I think this only defines the service version. As everything is linked together it would also be including the providers. Note that the core provider's version is the same as the service currently (the one in the Cargo.toml file). The wire protocol version is used as part of the stability in between the service and clients.

[hug-dev]

Not wanting to inflict scope-creep on this PR, but somewhere along the line I think we need to address the story of how Parsec and Mbed TLS versioning intersect, both in the back-end (Mbed provider) and the front-end (C client using the SE driver).

The stability document I wrote was only focusing on the Parsec service but not the clients. I thought that the semver rules where enough there to describe staiblity. I guess things are a bit more complicated for the SE driver, and we should maybe open a separate issue there. This makes we think that we would also need one on the parsec-tool.

What are our goals here? As soon as there's an Mbed LTSR containing the PSA interfaces, should we expect Parsec to "just work" with whatever is installed in a distro, rather than grabbing specific versions as we do now? For the back-end, it would be nice to not have to link statically to Mbed Crypto, because it creates a maintenance burden within Parsec - we have to update to new versions to get patches for bugs/CVEs.

For the Mbed Crypto provider, Parsec is relying on the psa-crypto crate. Currently, Mbed Crypto is compiled and linked statically during the build of this crate but if it is given the MBEDTLS_LIB_DIR and MBEDTLS_INCLUDE_DIR environment variables it will dynamically link with that instead. Ideally we would like something more robust like for the tss-esapi crate where pkg-config is used to find the Mbed Crypto library location so that no environment variable is needed. Because the ABI of Mbed Crypto is not stable between versions, Parsec will have to be recompiled with the newer version of Mbed Crypto in order to generate the good mappings.

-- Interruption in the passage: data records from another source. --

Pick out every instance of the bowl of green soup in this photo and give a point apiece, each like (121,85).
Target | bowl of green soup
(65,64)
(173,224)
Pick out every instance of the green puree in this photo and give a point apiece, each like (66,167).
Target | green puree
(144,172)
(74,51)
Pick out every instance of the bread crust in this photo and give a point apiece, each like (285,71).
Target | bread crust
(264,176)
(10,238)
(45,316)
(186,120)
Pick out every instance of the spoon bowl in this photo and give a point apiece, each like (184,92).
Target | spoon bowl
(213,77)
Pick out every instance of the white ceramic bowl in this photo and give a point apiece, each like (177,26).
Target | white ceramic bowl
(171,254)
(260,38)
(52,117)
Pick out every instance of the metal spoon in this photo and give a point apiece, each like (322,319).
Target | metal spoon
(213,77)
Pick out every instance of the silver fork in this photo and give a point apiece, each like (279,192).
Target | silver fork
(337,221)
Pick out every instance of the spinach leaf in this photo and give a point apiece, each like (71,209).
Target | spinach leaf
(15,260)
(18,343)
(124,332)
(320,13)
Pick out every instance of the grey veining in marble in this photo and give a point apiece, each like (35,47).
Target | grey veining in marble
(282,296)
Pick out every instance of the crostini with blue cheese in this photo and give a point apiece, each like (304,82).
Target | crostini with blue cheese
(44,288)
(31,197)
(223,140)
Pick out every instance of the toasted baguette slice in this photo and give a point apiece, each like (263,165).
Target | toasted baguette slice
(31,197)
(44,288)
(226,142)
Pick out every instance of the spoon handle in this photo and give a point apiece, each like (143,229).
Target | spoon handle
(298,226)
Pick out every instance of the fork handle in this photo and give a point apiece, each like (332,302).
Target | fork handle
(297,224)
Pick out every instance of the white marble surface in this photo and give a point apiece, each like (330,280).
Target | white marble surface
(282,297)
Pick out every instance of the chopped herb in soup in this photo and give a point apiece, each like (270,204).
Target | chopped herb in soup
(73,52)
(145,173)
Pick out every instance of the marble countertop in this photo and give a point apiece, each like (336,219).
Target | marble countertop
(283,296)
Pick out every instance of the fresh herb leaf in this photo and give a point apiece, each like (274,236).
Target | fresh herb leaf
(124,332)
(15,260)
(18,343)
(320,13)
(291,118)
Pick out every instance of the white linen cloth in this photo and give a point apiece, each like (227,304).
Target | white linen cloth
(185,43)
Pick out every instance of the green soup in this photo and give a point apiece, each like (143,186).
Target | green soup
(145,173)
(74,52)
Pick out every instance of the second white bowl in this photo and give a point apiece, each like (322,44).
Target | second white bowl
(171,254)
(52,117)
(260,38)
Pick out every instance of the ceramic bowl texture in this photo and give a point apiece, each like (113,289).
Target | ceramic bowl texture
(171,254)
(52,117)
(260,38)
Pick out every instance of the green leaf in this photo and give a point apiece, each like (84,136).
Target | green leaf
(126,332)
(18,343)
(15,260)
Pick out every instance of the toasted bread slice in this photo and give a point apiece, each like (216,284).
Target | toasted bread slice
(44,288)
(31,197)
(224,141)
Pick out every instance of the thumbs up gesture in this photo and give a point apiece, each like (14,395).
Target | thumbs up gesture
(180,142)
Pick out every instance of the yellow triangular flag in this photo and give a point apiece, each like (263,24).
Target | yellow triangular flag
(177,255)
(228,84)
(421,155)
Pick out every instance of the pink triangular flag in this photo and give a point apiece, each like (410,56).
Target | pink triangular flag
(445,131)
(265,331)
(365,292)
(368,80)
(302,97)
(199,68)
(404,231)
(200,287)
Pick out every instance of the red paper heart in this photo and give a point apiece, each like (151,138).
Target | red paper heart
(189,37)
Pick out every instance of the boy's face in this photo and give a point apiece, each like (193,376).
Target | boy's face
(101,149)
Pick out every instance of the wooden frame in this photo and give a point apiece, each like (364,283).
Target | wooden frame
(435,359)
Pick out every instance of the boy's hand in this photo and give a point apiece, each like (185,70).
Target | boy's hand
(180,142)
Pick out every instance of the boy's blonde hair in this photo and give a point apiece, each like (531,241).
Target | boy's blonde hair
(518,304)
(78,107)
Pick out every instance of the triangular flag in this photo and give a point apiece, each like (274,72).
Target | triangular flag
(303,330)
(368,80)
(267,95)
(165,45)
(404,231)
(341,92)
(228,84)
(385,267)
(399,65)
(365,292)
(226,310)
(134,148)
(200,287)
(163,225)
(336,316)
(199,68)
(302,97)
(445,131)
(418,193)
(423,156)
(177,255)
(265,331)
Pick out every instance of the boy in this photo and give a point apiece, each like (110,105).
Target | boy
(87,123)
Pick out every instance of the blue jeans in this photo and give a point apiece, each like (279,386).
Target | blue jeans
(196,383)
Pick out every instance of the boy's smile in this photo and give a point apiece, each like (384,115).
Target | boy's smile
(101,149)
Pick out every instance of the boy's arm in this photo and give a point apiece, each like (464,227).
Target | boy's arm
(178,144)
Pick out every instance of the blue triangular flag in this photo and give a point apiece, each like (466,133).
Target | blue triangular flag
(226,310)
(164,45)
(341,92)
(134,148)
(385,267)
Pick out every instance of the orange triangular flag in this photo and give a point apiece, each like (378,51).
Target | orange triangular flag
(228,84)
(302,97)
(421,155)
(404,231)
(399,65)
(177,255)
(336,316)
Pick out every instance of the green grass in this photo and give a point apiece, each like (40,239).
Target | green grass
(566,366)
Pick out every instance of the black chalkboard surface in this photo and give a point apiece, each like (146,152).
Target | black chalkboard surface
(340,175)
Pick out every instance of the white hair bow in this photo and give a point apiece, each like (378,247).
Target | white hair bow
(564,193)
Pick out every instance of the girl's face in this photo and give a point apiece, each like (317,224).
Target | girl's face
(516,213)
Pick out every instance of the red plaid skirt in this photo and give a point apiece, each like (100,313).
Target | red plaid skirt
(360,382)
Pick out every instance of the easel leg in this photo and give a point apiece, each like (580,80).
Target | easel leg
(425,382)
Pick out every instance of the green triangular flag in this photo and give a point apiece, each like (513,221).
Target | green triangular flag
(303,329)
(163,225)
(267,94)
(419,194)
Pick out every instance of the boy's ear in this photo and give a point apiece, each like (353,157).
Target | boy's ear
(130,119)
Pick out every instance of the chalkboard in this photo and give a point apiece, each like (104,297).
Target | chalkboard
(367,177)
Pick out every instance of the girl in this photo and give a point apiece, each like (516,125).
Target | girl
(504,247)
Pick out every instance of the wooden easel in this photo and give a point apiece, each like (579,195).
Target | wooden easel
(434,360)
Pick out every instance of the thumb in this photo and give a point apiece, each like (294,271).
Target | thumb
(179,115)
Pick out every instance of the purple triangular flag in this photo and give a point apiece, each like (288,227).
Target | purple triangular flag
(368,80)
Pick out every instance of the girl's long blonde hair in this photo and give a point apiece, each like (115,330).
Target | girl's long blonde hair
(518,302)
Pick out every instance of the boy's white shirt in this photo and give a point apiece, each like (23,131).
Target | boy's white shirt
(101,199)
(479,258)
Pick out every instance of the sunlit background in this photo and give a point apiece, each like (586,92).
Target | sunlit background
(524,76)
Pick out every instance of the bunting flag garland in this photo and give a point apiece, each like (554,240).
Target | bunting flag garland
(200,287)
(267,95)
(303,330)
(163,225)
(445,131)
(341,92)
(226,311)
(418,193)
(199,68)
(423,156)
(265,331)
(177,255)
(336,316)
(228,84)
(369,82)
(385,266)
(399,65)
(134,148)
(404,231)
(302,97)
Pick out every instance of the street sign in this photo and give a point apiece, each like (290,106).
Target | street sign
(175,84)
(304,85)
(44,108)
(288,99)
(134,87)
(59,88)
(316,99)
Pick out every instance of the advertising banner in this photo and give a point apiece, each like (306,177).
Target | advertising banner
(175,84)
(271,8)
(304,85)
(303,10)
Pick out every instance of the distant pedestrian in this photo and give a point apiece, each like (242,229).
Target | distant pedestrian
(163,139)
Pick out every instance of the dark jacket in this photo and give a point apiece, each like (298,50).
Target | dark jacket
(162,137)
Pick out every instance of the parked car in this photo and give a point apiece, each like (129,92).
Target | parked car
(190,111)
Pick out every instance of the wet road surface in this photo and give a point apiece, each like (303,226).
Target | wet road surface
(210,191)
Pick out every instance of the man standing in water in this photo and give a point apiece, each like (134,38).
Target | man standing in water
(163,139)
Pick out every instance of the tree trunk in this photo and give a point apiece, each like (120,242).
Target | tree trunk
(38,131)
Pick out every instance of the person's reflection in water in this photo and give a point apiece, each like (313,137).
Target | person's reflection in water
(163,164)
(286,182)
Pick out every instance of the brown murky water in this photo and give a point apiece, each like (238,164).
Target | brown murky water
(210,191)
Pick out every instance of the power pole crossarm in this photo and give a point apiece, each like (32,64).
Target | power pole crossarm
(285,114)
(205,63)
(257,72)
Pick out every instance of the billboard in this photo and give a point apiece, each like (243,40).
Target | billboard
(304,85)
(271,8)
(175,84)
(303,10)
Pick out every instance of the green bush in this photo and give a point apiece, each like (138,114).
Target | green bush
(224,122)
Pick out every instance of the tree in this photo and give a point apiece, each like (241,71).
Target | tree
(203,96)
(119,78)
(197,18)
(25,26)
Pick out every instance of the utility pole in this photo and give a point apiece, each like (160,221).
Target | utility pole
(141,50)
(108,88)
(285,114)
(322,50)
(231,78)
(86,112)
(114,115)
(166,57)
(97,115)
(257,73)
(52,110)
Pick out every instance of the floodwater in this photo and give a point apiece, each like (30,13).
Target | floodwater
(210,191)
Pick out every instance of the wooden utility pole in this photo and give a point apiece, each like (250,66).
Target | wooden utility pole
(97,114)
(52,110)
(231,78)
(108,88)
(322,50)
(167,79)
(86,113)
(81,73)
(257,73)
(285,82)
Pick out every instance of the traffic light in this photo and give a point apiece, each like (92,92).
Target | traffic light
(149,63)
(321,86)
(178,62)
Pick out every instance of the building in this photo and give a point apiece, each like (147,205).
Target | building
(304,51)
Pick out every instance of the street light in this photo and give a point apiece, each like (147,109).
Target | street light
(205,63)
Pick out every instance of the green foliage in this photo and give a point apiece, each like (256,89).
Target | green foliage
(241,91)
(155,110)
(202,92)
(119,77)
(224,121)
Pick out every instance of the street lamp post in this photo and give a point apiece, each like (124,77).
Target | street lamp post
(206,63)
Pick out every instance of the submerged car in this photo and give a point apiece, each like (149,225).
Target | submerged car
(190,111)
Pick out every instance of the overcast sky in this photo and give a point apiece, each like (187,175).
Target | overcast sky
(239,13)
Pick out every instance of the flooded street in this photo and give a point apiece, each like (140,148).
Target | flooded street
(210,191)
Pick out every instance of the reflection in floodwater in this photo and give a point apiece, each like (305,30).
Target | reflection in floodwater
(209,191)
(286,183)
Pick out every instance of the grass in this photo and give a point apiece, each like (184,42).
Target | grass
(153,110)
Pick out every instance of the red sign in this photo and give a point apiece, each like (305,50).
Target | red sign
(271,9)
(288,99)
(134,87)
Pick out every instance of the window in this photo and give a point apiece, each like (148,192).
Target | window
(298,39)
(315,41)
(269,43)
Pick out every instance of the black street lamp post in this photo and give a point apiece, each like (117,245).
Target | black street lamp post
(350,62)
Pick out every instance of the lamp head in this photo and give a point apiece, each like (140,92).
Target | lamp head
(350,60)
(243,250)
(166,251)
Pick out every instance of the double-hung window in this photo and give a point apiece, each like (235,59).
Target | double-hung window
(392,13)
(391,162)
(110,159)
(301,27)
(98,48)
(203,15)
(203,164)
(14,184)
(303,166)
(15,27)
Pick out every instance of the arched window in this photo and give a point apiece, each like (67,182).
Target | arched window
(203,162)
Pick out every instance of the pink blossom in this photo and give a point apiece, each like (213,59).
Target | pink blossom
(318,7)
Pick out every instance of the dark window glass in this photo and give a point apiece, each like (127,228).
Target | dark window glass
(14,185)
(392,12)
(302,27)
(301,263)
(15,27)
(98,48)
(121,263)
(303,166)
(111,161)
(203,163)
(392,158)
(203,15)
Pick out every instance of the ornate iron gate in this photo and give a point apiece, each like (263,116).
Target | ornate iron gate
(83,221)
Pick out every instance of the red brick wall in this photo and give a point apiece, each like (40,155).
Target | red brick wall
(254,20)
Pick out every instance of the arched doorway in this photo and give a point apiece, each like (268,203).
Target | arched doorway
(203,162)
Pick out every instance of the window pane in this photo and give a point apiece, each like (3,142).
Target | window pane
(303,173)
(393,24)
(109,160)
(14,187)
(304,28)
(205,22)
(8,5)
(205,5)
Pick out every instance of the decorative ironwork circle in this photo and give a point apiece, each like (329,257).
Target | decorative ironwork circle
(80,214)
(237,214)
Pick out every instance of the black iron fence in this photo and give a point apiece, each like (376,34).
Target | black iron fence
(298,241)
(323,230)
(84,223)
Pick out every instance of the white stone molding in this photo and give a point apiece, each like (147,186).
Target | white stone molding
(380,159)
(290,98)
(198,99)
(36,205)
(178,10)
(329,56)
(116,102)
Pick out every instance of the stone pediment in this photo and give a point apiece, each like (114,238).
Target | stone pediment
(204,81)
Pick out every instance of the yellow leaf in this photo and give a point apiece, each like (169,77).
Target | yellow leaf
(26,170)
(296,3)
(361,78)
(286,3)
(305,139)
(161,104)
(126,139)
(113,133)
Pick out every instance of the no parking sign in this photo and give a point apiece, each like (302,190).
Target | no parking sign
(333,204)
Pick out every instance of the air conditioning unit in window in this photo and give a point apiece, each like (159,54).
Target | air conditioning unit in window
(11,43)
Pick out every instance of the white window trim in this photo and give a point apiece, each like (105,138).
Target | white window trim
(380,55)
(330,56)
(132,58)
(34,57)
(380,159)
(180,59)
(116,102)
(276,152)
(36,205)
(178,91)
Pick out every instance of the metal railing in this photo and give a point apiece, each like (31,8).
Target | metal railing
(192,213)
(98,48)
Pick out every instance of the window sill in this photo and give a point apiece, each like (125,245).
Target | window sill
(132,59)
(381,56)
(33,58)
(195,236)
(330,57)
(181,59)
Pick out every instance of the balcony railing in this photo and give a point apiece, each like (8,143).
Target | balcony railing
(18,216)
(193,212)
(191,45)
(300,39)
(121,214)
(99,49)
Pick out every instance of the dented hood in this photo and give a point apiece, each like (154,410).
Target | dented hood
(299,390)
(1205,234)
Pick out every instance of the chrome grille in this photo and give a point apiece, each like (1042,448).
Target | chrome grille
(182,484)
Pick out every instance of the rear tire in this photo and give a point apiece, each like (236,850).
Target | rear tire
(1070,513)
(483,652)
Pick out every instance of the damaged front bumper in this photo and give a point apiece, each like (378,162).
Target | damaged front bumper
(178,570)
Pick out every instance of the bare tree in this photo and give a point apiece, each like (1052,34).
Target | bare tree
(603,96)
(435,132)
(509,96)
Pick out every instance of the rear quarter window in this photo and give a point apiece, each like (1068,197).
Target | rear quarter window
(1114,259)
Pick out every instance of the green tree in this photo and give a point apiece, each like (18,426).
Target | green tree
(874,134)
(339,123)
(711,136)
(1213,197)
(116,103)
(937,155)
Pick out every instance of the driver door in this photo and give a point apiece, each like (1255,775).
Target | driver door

For the front-end, the question is whether a client application could do something similar - just use whatever MBed Crypto is sitting on the target platform, and successfully register the SE driver. I don't think Parsec can solve this problem in isolation. It would have to be a dialogue with Mbed about what stability looks like on their side as well, both for API and ABI. But I can appreciate that this document might not be the place to try to address that question. It needs to be on the overall stability goals radar, however.

That is currently possible for the SE driver, it can be compiled by passing the MBEDTLS_INCLUDE_DIR environment variable poiting to the header of the current Mbed Crypto version used. Because of the similar ABI stability, it would have to be recompiled if the Mbed Crypto version changes.

[hug-dev]

Im creating the 10 specific issues and will make a PR with their link here after.